New York, NY, March 28, 2016 (Newswire.com) - In a meeting at the International Social Justice Commission in New York City, founder and president of United Nations NGO, the United States Sustainable Development Corp, Ava Gabrielle-Wise moderated a discussion intended to begin a process of expanding the public discourse on United States history to include the creation of race and the homogenization of people from a diversified mix of cultural origins into the binary culture of white and black as a pre and post-colonial economic and political tactic.
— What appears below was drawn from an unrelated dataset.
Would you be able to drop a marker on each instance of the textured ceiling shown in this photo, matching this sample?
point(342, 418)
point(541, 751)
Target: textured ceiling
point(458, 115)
The panel for the meeting entitled "Understanding the Role of National Identity in Global Politics", included historians Jeffrey Ogbar, PhD and William Loren Katz. A handout circulated at the meeting cited, "ethnic homogenization" laws that reclassified people of color from many national and ethnic backgrounds, including Moors, Mulatto, Indian, Negro and others into "negro or black" and consequently "slave". This effectively created an antithetical people group that became known as “white”, and consequently “master”. The fixing of this binary code permanently into the sociopolitical culture of the United States, continues to permeate every phase of its institutional development. Gabrielle-Wise sees the elevation of authentic history by an accredited United Nations NGO as a restorative act; to convene representative voices in hope to restore dignity to the legacy of hundreds of proud people groups and ultimately integrity to the history of American people who made invaluable contributions to its foundation.
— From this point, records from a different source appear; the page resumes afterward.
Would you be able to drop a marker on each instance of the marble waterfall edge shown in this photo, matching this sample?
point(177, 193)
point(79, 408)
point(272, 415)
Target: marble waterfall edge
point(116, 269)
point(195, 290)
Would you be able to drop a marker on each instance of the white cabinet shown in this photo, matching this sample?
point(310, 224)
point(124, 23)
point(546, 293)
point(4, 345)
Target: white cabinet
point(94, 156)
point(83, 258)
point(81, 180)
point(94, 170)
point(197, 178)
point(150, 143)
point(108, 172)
"...there is some scholarship, there just aren't many active agents of change to effectively promote that scholarship and redirect the current of the existing public narrative."
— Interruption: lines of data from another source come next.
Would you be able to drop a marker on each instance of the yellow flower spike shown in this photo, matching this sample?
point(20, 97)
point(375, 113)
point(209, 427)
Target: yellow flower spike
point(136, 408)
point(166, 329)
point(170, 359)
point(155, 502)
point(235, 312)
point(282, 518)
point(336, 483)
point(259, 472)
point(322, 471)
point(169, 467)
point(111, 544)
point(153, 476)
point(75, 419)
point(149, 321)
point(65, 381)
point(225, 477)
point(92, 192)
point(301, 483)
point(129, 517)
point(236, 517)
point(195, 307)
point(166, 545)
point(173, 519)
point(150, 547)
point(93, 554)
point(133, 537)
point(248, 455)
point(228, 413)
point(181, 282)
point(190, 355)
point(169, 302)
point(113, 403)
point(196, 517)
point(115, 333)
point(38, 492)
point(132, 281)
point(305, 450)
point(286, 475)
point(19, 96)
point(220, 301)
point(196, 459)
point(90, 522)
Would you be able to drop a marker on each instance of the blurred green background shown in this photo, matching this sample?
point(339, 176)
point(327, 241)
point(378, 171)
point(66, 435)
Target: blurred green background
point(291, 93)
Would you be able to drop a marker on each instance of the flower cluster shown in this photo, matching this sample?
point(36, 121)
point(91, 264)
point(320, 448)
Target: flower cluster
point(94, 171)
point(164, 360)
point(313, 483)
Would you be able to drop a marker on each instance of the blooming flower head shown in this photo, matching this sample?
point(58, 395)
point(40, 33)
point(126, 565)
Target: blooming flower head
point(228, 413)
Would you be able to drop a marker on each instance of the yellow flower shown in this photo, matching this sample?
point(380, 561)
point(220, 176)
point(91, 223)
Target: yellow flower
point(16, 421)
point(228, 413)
Ava Gabrielle-Wise, President/CEO, USSDC
"There is a misconception that there is no scholarship on the history of the resistance alliances between indigenous and African people both before and after the founding of the United States," said Gabrielle-Wise, "but the reality is there is some scholarship, there just aren't many active agents of change to effectively promote that scholarship and redirect the current of the existing public narrative.” Some point to the lack of credible scholarship as an intentional effort to control the message. As the first English colony in North America, it is in Virginia that the precedent for many of the founding principles about cultural legacy was established. The absence of such scholarship for much of the 20th century on the untold history of Indigenous and African alliances in the Commonwealth, was according to blood quantum scholar, Dr. Arica Coleman, “a deliberate effort to construct a White-Indian only historicity and as a means to validate the racial integrity of recognized Virginia Indian tribes”, the outcome of which continues to “promote and protect error, irrationality and unfairness.”
Both Ogbar and Katz contributed to the furtherance of restoring the authentic history in the panel discussion. Katz cited several historic resistance efforts shared by African and Indigenous people against Europeans as they attempted to colonize the Americas. He went on to recall the continued efforts in the United States to perpetuate the negation of the relationship between Indigenous and African people in film by erroneously casting African-Indigenous people with Europeans. Ogbar detailed the legacy of citizenship and identity through the coded and encoded language that has been both imprinted by the existing historical narrative and that which continues to chart the course for the current condition of people of color in the United States.